Plus profondément, on pourrait objecter, mais rares sont les objectants à lunettes pour oser s’appuyer sur saint Thomas, que, si la grâce perfectionne la nature, elle ne cherche pourtant pas à la détruire. À quoi sert-il de renoncer à tant de nature pour si peu de grâce, s’il est vrai que les religieux progressent vers la sainteté à peine plus vite que les laïcs, selon le même régime de foi, et que, parfois ils montrent des défauts et des défaillances ? À quoi nous sommes contraints de répondre qu’en effet nous ne sommes pas meilleurs que les autres, et que c’est parce que nous sommes faibles et pécheurs que nous faisons profession religieuse. La perfection de la charité est pour tous à la fin, pas au début.
La différence, c’est que nous prenons les moyens de marcher, de marcher vite, en larguant ce qui pourrait nous encombrer. Ni lièvres ni tortues, nous inscrivons sur notre agenda le seul souci des choses de Dieu. C’est ce que le siècle ne nous pardonne pas, qui voue tant d’énergie à d’autres choses que Dieu. Les frères ont dû choisir : Les Constitutions disent : [§ 205] « Au terme de la profession simple, le frère doit faire profession solennelle ou retourner dans le siècle ».
Nul n’est tenu de renoncer à la vie séculière pour suivre le Christ ; en revanche, tout chrétien, tôt ou tard, devient un autre Christ, et s’anéantit comme lui. Il accepte de se perdre pour trouver la vie.
 
 
S’il en est ainsi, troisième question, de quelle vie s’agit-il si elle requiert de tant mourir ?
Nous faisons fausse route de considérer que la vie terrestre est la seule que nous avons à vivre. Elle marque notre naissance, notre histoire et notre personnalité. Elle scelle notre destin, puisqu’elle prépare notre éternité. Mais l’éternité n’est pas que pour demain. Elle commence aujourd’hui. Si bien que notre vie terrestre vaut ce que vaut son poids d’éternité. Notre Occident, qui fut chrétien, désespère et se meurt de s’acharner à l’oublier. Le siècle oublie l’éternité.
Quant à nous, configurés au Christ, nous vivons dans son Esprit, dans l’Église et, aussi, dans l’Ordre des Prêcheurs. Une telle vie, ancrée dans l’espérance du salut des âmes et aussi de la nôtre, n’est pas solitaire. La vie chrétienne et, en l’occurrence, la vie religieuse, est une vie commune. En cela, notre vie vouée, vécue sous un même toit, avec le même vêtement, a valeur d’exemple : elle est une vie donnée au Christ (et non à « l’absolu », qui reste une idée vague ; on ne donne pas sa vie à un concept) ; elle est le lieu de l’exercice de la charité ; enfin, elle est la matrice de notre prédication.

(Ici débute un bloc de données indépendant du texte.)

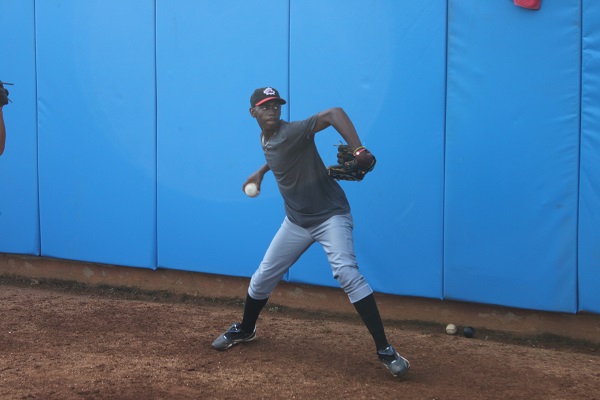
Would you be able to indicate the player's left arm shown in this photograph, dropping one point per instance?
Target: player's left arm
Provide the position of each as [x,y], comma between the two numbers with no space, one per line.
[338,118]
[257,177]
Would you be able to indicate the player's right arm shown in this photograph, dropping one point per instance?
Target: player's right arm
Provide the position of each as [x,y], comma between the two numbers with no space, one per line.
[257,177]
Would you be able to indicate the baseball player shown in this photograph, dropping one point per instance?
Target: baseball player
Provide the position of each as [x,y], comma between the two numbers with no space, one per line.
[317,210]
[3,102]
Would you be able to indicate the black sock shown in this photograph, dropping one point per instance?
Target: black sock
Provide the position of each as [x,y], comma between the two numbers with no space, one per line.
[368,311]
[252,309]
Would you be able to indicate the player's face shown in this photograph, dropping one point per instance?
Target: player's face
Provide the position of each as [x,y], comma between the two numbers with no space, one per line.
[267,115]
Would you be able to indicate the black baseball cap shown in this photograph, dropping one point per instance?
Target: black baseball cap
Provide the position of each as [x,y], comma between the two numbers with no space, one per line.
[262,95]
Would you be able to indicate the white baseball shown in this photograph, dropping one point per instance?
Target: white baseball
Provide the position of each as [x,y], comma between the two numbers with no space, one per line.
[251,190]
[451,329]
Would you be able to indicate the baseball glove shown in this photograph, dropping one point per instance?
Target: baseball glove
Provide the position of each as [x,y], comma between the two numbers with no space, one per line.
[352,165]
[3,95]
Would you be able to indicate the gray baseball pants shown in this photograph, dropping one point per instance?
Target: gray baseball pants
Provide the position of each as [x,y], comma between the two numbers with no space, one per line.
[291,241]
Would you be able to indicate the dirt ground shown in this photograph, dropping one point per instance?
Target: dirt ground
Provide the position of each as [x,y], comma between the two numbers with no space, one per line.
[63,340]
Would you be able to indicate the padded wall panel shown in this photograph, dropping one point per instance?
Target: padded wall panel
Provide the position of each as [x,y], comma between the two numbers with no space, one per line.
[210,58]
[384,63]
[19,222]
[97,133]
[512,154]
[589,214]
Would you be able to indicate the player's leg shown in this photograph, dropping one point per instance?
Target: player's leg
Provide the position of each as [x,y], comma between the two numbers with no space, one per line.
[336,237]
[286,247]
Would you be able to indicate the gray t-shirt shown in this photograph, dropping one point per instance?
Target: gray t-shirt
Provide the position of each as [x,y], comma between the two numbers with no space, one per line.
[310,195]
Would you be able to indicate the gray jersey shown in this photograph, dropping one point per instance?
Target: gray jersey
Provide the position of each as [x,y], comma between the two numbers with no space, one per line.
[311,197]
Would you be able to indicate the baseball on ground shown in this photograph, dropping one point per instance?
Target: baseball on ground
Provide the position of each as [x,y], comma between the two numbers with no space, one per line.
[451,329]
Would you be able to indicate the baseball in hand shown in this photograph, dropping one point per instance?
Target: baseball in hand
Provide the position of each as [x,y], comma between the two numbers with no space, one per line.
[251,190]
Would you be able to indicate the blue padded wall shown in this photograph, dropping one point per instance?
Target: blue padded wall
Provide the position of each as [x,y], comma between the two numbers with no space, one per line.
[384,63]
[589,212]
[19,223]
[97,130]
[512,150]
[210,58]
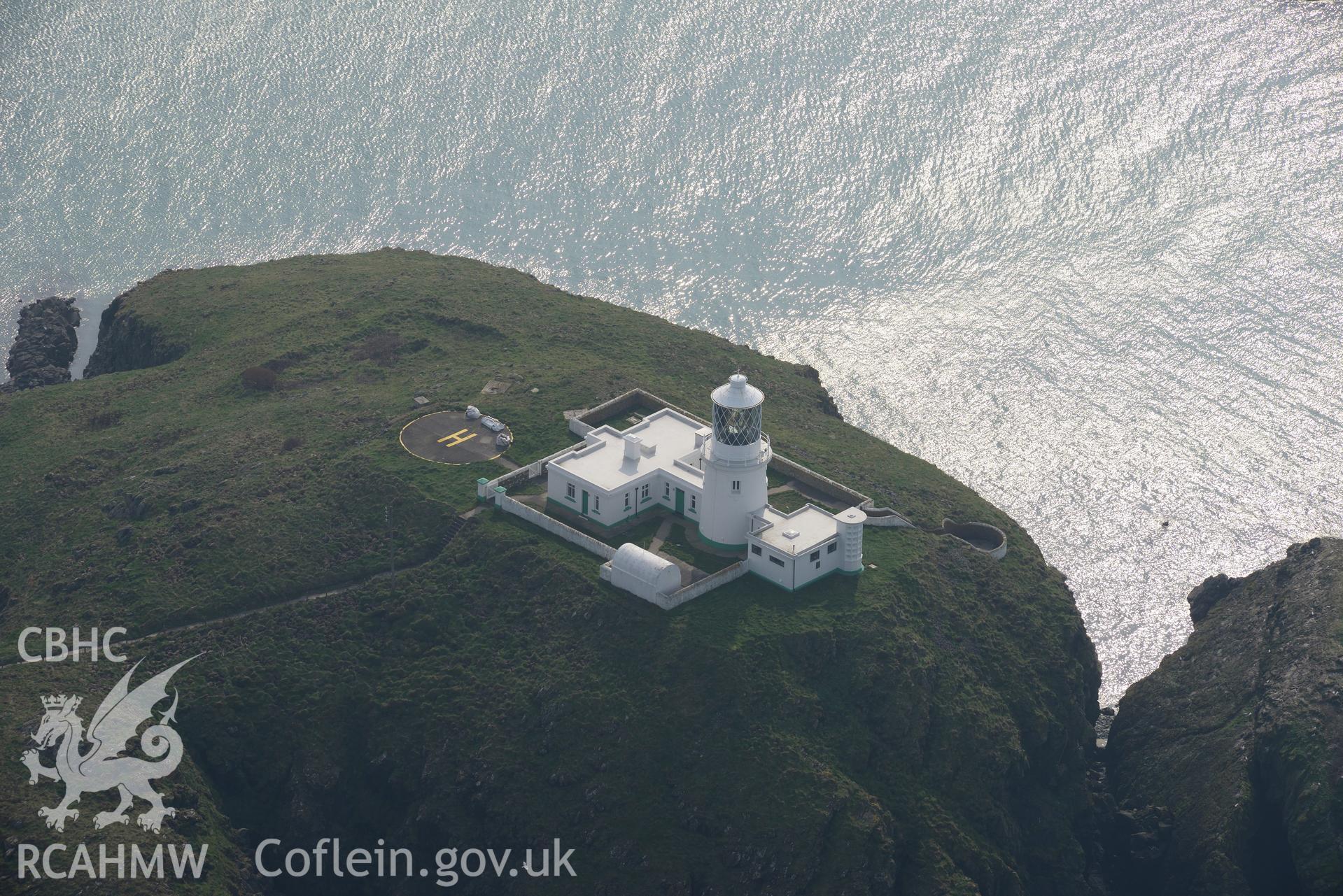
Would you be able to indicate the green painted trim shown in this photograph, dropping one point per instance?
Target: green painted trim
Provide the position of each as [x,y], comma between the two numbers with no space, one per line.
[792,590]
[591,520]
[720,545]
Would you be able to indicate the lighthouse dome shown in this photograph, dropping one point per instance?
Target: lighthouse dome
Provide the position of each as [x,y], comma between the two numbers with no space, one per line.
[738,393]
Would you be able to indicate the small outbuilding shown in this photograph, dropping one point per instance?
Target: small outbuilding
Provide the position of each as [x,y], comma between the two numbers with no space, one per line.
[644,573]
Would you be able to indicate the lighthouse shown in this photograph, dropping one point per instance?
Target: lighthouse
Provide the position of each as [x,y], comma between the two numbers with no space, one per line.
[735,462]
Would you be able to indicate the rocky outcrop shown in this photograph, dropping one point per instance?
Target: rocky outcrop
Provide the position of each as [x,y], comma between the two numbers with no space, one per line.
[127,342]
[1240,737]
[45,346]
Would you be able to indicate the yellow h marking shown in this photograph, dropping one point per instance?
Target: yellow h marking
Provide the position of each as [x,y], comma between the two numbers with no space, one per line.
[456,439]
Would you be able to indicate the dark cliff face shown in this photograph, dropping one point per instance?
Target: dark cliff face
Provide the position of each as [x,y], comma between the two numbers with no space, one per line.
[45,346]
[1240,735]
[125,342]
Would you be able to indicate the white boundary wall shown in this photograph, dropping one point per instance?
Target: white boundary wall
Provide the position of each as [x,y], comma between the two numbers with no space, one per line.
[704,585]
[554,526]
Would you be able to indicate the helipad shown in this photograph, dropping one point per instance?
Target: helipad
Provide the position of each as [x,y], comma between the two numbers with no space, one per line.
[449,438]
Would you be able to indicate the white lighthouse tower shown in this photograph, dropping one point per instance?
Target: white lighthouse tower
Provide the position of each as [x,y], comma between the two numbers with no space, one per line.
[735,462]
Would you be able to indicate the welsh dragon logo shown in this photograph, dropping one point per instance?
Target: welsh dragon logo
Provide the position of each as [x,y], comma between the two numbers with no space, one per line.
[101,765]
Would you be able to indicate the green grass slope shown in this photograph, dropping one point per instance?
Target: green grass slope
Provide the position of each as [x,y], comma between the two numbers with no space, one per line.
[917,729]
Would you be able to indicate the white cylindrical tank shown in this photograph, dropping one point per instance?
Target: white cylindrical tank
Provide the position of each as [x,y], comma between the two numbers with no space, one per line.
[735,462]
[644,573]
[850,539]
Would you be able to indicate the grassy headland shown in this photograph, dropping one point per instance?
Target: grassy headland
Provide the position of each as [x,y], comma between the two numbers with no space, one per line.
[916,729]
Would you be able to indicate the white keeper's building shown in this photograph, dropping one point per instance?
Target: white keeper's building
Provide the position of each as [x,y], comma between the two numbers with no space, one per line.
[713,476]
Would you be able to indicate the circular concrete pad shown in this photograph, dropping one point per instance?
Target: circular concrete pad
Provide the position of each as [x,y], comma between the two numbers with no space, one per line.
[449,438]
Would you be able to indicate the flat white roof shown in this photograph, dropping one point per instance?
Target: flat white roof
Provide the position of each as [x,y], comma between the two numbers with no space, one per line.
[669,435]
[810,526]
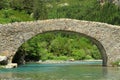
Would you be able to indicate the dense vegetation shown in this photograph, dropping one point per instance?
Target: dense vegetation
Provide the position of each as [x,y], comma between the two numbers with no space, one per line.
[62,45]
[58,45]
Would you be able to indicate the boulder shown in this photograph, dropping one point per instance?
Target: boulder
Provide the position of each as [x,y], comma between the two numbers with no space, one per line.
[3,60]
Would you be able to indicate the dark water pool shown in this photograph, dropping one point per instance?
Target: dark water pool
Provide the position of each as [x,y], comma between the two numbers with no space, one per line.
[64,71]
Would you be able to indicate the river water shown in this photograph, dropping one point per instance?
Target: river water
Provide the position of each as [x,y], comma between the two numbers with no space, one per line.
[61,71]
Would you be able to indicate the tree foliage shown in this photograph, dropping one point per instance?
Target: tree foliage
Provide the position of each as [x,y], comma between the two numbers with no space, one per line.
[59,45]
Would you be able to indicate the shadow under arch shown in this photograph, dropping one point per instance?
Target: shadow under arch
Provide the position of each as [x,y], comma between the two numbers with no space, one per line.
[96,42]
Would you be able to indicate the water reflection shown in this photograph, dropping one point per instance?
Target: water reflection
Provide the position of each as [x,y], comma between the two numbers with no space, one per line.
[60,72]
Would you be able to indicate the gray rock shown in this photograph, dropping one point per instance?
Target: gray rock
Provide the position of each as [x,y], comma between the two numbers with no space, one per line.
[3,60]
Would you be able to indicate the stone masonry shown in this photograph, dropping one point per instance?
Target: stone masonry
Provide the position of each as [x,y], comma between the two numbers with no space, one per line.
[105,36]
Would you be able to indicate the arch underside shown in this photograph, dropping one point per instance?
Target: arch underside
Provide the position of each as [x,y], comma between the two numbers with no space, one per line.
[98,44]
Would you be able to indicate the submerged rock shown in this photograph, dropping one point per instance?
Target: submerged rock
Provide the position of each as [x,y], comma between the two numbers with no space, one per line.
[3,60]
[11,65]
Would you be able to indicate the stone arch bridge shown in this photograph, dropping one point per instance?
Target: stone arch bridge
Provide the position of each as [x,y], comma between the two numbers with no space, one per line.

Outre cela, bien sûr, il faut rappeler que nous sommes des hommes comme les autres, ni plus ni moins. Ni plus, car nous ne sommes pas des surhommes ; ni moins, est-il nécessaire de le rappeler à ceux qui sont très étonnés, souvent, de nous trouver si vivants, passionnés, drôles, informés, autant qu’eux, et non pas baignants dans le formol de l’apathie, de la tristesse, de l’ignorance.
Enfin, et nos Constitutions le disent aussi, nous nous vouons à la bienheureuse Vierge Marie, à notre père saint Dominique et, avec eux, à la famille des saints dominicains qui nous précèdent au ciel.
 

Que cette famille penchée sur vous, chers frères, vous accueille dans le sein du Père, et vous députe au salut des âmes, dans l’Ordre des Prêcheurs.